# Ordering of Gelatin Filters



## 70to210mmf4 (Jan 16, 2020)

I got this Ilford filter set "as is" for dirt cheap. I think they are all there, but they have been all jumbled up and I'm having a hard time working out what order they were originally in. I'm guessing they need to be ordered from yellow to magenta but that is easier said than done. Can somebody smarter than me tell me how these sheets should be ordered? Thanks.


----------



## tirediron (Jan 16, 2020)

There should be a very faint, white number in one corner; have you tried looking with a magnifying glass or loupe?  Failing that, then yes, your order looks right-ish.


----------



## 70to210mmf4 (Jan 16, 2020)

tirediron said:


> There should be a very faint, white number in one corner; have you tried looking with a magnifying glass or loupe?  Failing that, then yes, your order looks right-ish.

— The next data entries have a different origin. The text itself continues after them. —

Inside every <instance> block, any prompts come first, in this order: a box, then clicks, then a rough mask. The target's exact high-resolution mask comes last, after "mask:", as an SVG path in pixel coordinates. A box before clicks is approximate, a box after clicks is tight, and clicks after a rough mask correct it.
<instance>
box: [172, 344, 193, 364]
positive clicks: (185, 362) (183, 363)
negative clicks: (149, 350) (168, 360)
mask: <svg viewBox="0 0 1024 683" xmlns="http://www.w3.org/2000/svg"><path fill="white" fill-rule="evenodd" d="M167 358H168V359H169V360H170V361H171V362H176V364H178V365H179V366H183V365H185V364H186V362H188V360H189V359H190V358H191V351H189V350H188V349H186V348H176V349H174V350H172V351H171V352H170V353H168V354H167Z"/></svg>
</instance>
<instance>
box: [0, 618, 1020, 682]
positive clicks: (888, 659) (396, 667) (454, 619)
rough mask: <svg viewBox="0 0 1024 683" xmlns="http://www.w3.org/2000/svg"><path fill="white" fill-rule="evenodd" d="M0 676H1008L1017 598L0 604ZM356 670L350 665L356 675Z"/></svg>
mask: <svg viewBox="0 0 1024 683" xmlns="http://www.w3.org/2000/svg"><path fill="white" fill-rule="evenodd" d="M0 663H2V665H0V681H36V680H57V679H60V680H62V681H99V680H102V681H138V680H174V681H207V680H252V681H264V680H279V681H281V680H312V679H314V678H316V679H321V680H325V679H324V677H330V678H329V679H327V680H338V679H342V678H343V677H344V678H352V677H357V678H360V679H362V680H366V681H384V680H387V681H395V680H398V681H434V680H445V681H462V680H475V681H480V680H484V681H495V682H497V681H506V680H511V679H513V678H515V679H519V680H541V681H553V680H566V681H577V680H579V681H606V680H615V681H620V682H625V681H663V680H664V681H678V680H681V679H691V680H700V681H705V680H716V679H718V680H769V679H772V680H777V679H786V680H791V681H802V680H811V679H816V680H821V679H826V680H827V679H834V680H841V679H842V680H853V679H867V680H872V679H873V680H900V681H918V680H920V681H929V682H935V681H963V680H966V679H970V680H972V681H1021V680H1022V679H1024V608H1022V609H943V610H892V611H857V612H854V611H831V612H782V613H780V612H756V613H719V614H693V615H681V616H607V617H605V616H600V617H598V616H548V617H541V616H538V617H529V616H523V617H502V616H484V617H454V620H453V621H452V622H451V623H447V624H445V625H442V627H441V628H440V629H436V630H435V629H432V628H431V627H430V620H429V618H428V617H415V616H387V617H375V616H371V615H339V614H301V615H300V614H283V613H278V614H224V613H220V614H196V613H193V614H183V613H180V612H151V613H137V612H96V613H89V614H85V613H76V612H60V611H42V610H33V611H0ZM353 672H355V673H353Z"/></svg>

I don't see any little white numbers on them. I think the previous owner may have trimmed them because they are smaller than it says on the box. Maybe they didn't know about the numbers either and snipped them off.


----------



## webestang64 (Jan 18, 2020)

I might have a set of those, I 'll see if I can dig them out to get you the right order.


----------



## 480sparky (Jan 18, 2020)

Here's my set.  Hopefully this helps.


----------



## 70to210mmf4 (Jan 18, 2020)

480sparky said:


> Here's my set.  Hopefully this helps.


Yes that is very helpful, thank you! The thing I am most confused about is there are two sheets that are almost totally transparent but one is a slight yellow and one is a slight magenta. Do you have those too? It's also strange that #4 looks a lot more yellow than #3-1/2 in your picture.


----------



## 70to210mmf4 (Jan 18, 2020)

webestang64 said:


> I might have a set of those, I 'll see if I can dig them out to get you the right order.


That would be great thank you


----------



## 480sparky (Jan 18, 2020)

70to210mmf4 said:


> 480sparky said:
> 
> 
> > Here's my set.  Hopefully this helps.
> ...



IIRC, it has to do with the two colors multi-grade paper is designed to react to:  blue and green.  The yellow controls the blue sensitivity and the magenta controls the green.


----------